Tuesday, September 30, 2008

SAR #8274

I am not sure what's going to happen, but it might be

a good idea to send your Christmas cards early this year.

Scores: Redskins 24, Dallas 23. Taxpayers 228, Paulson 205. European Leagues are in disarray.

Confidence Game: The Federal Reserve is pumping another $650 billion into the toilet in an attempt to stop the leak. Today's assignment: Explicate the difference between 'liquidity' and 'solvency'.

The Real Crisis: Following last week's announcement that Russian scientists had found "vast quantities of methane being released by the melting permafrost from the seabed off Siberia", a British group has found hundreds more methane plumes in the Arctic, raising fears that the methane releases may trigger a significant quickening of global warming. If the methane release is at all large, previous projections of doom are optimistic.

Mysteries of High Finance: The FDIC says Wachovia didn't fail and that the FDIC suffered no cost. They don't mention that the FDIC is on the hook for Citi's losses in excess of $42 billion. And why is Citigroup giving FCIC $12 billion in preferred stock and warrants if no FDIC money was involved?

Today's Lesson: Paulson, Bernanke, Pelosi, and the entire on-air staff of CNBC tell us that we are doomed because credit will be harder to get and it will be more difficult for Americans to get further in debt.
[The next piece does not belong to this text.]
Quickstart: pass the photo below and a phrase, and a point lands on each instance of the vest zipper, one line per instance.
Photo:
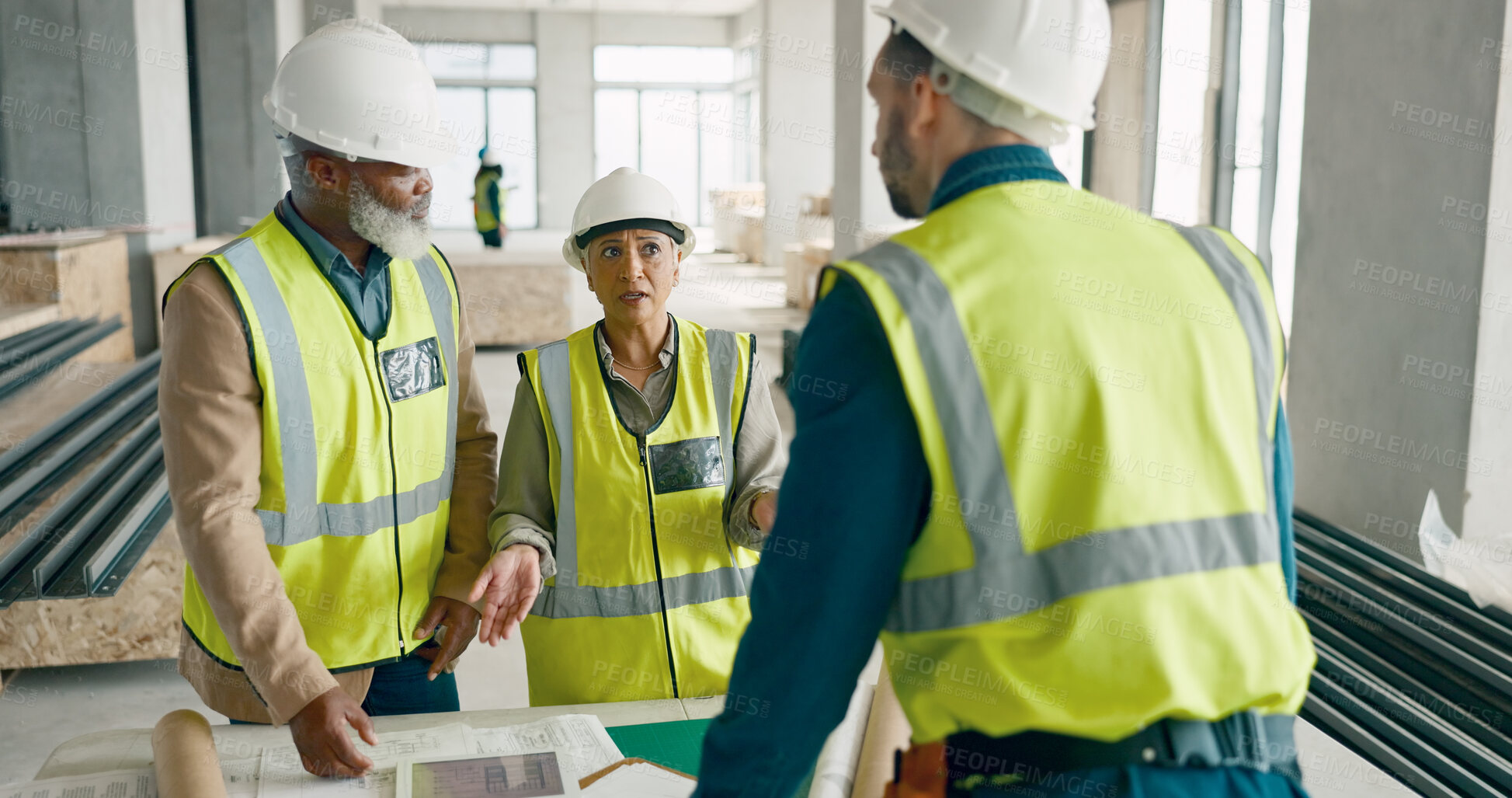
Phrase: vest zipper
(394, 496)
(651, 511)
They say this is a bad thing.

Ounce of Prevention: Congress is working on a bill to prevent diverting water from the Great Lakes basin to any place outside the region. A preventive move at the dawn of the age of Water Wars.

Detailing: The US auto industry got $25 billion from the Congress as a "low coast loan". Some of the money may, accidentally, be spent on battery research. Or maybe not. Some of the money may one day be paid back. Or not.
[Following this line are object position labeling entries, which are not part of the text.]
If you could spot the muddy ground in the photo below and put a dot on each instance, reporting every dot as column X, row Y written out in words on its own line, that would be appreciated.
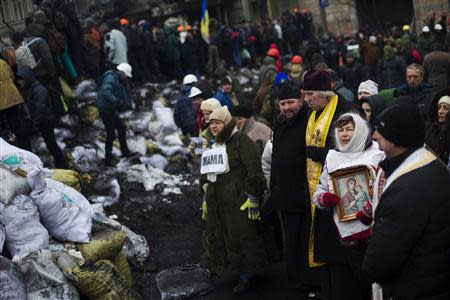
column 173, row 228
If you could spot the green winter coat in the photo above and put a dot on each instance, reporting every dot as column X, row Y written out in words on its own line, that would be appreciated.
column 231, row 240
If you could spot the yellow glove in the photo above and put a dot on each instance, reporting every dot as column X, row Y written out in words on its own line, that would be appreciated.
column 253, row 209
column 68, row 177
column 204, row 210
Defining "is": Bush again asserts "the taxpayer funds we invest will be paid back." True, depending on the meaning of "invest" and the meaning of "paid back".
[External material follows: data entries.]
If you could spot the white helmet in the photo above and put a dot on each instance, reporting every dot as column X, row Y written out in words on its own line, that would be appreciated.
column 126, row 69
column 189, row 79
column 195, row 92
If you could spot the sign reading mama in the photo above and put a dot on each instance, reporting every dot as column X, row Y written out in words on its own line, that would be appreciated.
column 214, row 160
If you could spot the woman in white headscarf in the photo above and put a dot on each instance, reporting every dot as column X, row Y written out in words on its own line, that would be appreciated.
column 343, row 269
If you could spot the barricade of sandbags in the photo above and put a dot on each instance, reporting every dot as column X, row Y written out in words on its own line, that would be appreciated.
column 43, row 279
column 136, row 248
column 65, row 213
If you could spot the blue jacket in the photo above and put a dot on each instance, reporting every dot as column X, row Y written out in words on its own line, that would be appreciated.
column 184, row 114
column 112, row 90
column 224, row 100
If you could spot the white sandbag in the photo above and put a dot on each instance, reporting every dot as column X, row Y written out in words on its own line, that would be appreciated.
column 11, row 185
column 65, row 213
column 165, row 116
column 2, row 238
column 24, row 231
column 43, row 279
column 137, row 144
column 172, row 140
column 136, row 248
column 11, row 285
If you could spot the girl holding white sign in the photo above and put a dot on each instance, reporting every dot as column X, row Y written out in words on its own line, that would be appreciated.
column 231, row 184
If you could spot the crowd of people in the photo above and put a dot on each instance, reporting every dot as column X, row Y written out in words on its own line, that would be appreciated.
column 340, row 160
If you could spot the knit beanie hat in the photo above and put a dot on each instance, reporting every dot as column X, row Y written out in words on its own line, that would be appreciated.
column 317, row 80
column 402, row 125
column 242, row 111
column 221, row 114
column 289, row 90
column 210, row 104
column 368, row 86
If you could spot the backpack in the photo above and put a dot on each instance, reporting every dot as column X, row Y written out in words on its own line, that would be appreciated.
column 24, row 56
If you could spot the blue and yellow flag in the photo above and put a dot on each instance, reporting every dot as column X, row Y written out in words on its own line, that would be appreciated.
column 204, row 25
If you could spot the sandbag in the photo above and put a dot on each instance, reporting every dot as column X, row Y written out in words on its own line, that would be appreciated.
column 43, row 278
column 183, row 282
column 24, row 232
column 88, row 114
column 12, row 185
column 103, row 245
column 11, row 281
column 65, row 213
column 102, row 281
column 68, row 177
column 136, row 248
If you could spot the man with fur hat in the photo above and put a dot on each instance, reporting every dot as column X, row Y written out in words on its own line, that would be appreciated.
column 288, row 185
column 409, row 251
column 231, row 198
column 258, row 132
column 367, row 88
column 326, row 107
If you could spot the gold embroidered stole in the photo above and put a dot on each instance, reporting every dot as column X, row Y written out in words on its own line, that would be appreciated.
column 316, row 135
Egress: Many hedge funds are preparing for a growing onslaught of investors wanting out, with many braced for desertions by nearly half their customers.

Full Faith and Credit: It now costs less to buy insurance on McDonad's commercial paper than it does to insure a 10 year US Treasury note.

Losses: A group of clever optimists bet a lot of other people's money on sure things that did not win. They did not finish in the money at all. They thought their Uncle would help them cover their markers, but were wrong. Now it looks like they may get their kneecaps rearranged. A learning process.